Kate Allen, Amnesty International UK Director

Amnesty International UK Director Kate Allen said:

“If a picture is worth a thousand words, then a virtual reality experience is worth a whole book.

“This truly frightening virtual tour takes a person sitting at their computer in Aldershot orAberystwyth straight to the bombed-out streets of Aleppo.

“Many of us might think we know what’s been happening with the Syrian government’s barrel bombing of places like Aleppo, but viewing these apocalyptic scenes from 360 degrees provides a new level of understanding.”

“The barrel bombing of Aleppo is one of the great crimes of the 21st century."

Tony al Taieb, CEO and co-founder of Lamba Media Production

Tony al Taieb, CEO and co-founder of Lamba Media Production, said:

“The barrel bombing of Aleppo is one of the great crimes of the 21st century and Lamba is determined to record the devastation that these evil weapons are causing. The more we preserve and display the evidence, the more likely it is we’re eventually going to see people brought to justice for these terrible crimes.”

The #360Syria site was created in partnership with San Francisco design and technology company Junior (www.junior.io). Zac Rolland, technology lead at Junior said WebVR, explained that using A-Frame powered by Mozilla, offered an innovative way to put an empathy-building experience in the hands of an exponentially greater number of people. Zac Rolland said:

“The devastation in Syria is heart-breaking. Our challenge was to find the most compelling and accessible way for technology to help the world understand and experience what is happening on the ground. WebVR does just that.”

VR viewers on the streets of the UK

The #360Syria project builds on a street fundraising campaign launched last year which uses virtual reality headsets, part of Amnesty’s development of new technology-based campaigning.

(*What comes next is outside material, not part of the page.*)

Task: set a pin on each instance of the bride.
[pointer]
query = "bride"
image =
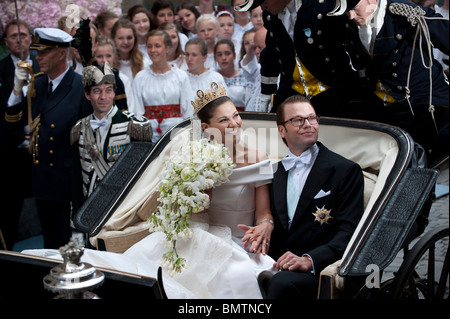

From last May, Amnesty began using virtual reality viewers in its street fundraising operations in London, Manchester, Bristol and Leeds, allowing people to see scenes of destruction in barrel-bombed districts of Aleppo. Street fundraisers have seen a strong and often emotional response from the public and a significant increase in people signing up to direct debit donations toward Amnesty’s human rights work. The highly cost-effective project uses inexpensive refurbished smartphones and low-tech virtual reality headsets (costing less than £15 each).

Amnesty intends to add further content from Syria to the #360Syria in future weeks and months, including materials provided by activists in Syria.